Sigara düşmanının düşmanı
.
Artık böyle biri türedi, haberiniz olsun!
Sigara düşmanının düşmanı...
Şu son haberden sonra iyice zıvanadan çıktım.
“Ya sigarayı bırak ya koltuğu!”
Sağlık Bakanı Recep Akdağ, tiryaki bakanlık yöneticilerine “ya sigarayı bırak ya makamı” mesajını vermiş.
E ama... İnsaf!
Kapalı alanda sigara yasağı tamam da; özel hayata müdahale ne demek oluyor.
Yahu, makamında sigara içmesi yasak değil mi? Yasak.
Eeee?
Ötesine hangi hakla müdahale ediyorsunuz? Size ne?
Hem bu, insanları yalancılığa, yalakalığa, sahtekârlığa teşvikten başka nedir ki?
İyi o zaman, köy kahvelerine gidin de, “sigara içene teşvik yok, ödeme yok” deyin de göreyim sizi...
Kendi altınızda çalışanlara diyorsunuz ya...
Ne farkı var?
Hadi!
Bu tür yasaklarla, baskılarla bir yere varamazsınız.
Bakın buradan diğer sigara düşmanlarına da sesleniyorum.
Bu yaptığınız doğru, akıllıca ve demokratik değil.
Bu kadar kişisel olunmaz.
Olmayın.
Yarın sizin bir zevkinize yasak gelirse...
İçkiye mesela...
Ben içki içmem, o yasağın yanında mı yer alayım?
“İçmeyin kardeşim, içip içip kokuyorsunuz ki çok fena kokuyorsunuz, sapıtıyorsunuz ki sapıtıyorsunuz”mu diyeyim?
Elinde bir bira olana iğrenç iğrenç mi bakayım?
Barda, lokantada yasaklanan içkinin ancak evlerde içilebilmesinden sırf ben içmiyorum ve sevmiyorum diye garip bir zevk mi alayım?
Hadi içkiyi de geçtim, mesela sağlığa zararlı diye kabul ettiğimiz (o da bu aralar her gün değişiyor biliyorsunuz) her şeye yasak mı gelsin?
Şişmanlara da mesela...
“Onların bize zararı yok” diyorsunuz!!!
Var, var...
Sigaranın sağlık giderlerine yükünden bahsediyorsunuz, tamam.
SGK’nın sağlık giderlerinde şişmanlıktan kaynaklanan hastalıkların giderlerine de bir bakın.
Ben mecbur muyum sen patlayana kadar yiyeceksin diye cebimden para vermeye...
Ayrıca benim çocuğum bin kiloluk bir sanatçıyı alkışlanırken görünce ona özenmeyecek mi? Daha binlerce örnek bulurum size...

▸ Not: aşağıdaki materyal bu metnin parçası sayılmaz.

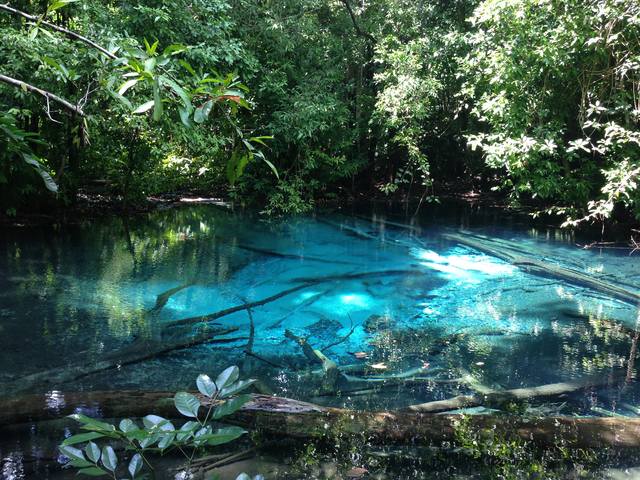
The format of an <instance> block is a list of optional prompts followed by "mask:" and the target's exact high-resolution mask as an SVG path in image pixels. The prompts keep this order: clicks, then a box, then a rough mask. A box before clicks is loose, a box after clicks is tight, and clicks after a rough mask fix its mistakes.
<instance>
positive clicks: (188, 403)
mask: <svg viewBox="0 0 640 480" xmlns="http://www.w3.org/2000/svg"><path fill="white" fill-rule="evenodd" d="M173 403H174V404H175V405H176V408H177V409H178V411H179V412H180V413H181V414H182V415H184V416H185V417H192V418H197V417H198V409H199V408H200V400H198V398H197V397H196V396H195V395H192V394H190V393H187V392H178V393H176V396H175V397H174V398H173Z"/></svg>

Anlatmak istediğim şişmanlık şu bu değil; kişi hak ve özgürlüklerine toplum adına getirilen tüm kısıtlamalar gibi sigara yasağının, sigara düşmanlığının da bir sınırı olması gerektiği...
Sigara içmek her yerde serbest olsun, herkes istediği yerde içsin demiyorum tabii ki.
Bölümler ayrılsın, içilen yerler iyi havalandırılsın.
Buna niye karşısınız?
Ben onu anlamıyorum.
Lokanta, bar önlerinde, şirket bahçelerindeki görüntü daha mı iyi?
İç mekânlarda içilse hiç olmazsa çoluk çocuk görmeyecek!
Bir de, “Üff çok kötü kokuyor, üstümüze siniyor”cular var.
Geçen gün sigara düşmanı bir arkadaşım dedi ki, “hayret! Hem kedin var, hem sigara içiyorsun ama evin hiç kokmuyor!”
Bana ne hayret ediyorsun, normal olan kokanlara hayret etmek değil mi!
Temizliğe boş vermişlere yani...
Ama maalesef...
Pazar sabahı sucuk yer, spora gelir, leş gibi kokar sonra da sigara kokusuna burun çevirir...
Üstü başı kızartma kokar, üstelik aynı gömleği ertesi gün de giyip işe gider, sonra “Üff sigara kokuyor” der.
Bin kilo olmuş, kolesterolden
gidecek, “Senin sigaran beni tehdit ediyor” der.
Bunlar marjinal örnekler değil.
Onun için böyle abuk sabuk düşmanlık ve yasaklarla bir yere varılmaz.
Ha, yapabiliyorsanız sigarayı tümden yasaklayın.
Hadi!
Yapamıyorsanız, yapmıyorsanız, duracağınız yeri bilin o zaman.